The term $Allostery$ in eq4.2 is a vector of non-negative numbers describing the effect of allosteric regulation on each reaction. Allosteric regulation happens when binding to a certain molecule changes an enzyme’s shape in a way that changes its catalytic behaviour. We use eq4.5, originally from [Popova and Sel'kov, 1975], to describe this phenomenon.
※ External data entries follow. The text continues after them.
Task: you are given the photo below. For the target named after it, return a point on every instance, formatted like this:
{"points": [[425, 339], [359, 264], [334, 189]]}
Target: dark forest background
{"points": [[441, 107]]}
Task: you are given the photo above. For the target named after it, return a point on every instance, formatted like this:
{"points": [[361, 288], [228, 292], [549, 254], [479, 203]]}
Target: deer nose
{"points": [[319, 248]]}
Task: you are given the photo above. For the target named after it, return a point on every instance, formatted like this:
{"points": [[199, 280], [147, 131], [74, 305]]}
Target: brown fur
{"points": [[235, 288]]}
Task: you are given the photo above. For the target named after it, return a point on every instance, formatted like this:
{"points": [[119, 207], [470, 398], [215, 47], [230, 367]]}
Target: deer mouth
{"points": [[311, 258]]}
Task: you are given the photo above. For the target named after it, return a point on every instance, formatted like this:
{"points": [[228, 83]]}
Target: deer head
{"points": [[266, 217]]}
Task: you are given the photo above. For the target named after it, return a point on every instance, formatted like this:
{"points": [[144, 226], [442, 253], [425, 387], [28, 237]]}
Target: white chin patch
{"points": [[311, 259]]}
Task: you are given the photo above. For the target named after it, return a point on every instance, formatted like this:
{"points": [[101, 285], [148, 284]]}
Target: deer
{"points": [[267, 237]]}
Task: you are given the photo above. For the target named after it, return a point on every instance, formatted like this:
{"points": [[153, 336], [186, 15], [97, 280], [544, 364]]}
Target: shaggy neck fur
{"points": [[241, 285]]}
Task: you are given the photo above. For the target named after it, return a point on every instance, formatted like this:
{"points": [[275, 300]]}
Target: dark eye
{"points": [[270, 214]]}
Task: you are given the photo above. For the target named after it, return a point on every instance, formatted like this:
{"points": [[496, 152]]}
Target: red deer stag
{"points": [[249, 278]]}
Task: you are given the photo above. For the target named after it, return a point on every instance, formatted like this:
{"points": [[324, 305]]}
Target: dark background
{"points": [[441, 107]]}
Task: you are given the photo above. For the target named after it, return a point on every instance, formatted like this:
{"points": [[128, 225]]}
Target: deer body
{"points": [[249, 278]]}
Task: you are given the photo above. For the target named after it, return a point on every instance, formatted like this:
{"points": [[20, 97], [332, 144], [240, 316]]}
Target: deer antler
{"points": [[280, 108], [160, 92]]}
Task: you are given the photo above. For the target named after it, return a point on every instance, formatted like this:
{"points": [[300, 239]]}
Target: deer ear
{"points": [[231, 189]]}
(4.5)#\[\begin{split} \begin{aligned} Allostery_r &= \frac{1}{1 + tc_r \cdot (\text{free enzyme ratio}_r \cdot \frac{Qtense}{Qrelaxed})^{subunits}} \\ Qtense &= 1 + \sum_{\text{i inhibitor}} \frac{x_i}{dc_{ri}} \\ Qrelaxed &= 1 + \sum_{\text{a activator}} \frac{x_a}{dc_{ra}} \end{aligned} \end{split}\]

Finally, the term $Phosphorylation$ in eq4.2 captures an important effect whereby enzyme activity is altered due to a coupled process of phosphorylation and dephosphorylation.
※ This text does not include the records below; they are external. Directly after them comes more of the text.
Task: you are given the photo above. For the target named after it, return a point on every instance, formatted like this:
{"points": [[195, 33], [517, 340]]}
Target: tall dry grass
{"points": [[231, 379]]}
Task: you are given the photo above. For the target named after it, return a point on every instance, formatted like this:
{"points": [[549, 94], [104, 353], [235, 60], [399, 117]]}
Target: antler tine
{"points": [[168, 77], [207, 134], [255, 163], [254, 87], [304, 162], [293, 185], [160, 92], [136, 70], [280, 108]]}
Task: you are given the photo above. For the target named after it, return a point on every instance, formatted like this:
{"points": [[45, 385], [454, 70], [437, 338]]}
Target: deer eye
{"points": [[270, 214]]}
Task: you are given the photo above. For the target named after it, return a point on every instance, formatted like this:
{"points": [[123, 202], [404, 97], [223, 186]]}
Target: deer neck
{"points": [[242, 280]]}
(4.6)#\[\begin{split} \begin{aligned} Phosphorylation_r &= (\frac{\beta}{\alpha + \beta})^{subunits} \\ \alpha &= \sum_{\text{p phosphoylator}} kcat_{p} \cdot concp_p \\ \beta &= \sum_{\text{p dephosphoylator}} kcat_{d} \cdot concd_d \\ \end{aligned} \end{split}\]

4.3.1. Steady state assumption#

As well as assuming that the fluxes in our metabolic network will behave as our thermokinetic model expects, we also assume that the system was measured in a steady state, so that every non-boundary metabolite’s concentration was not changing. This assumption is represented mathematically in eq4.7.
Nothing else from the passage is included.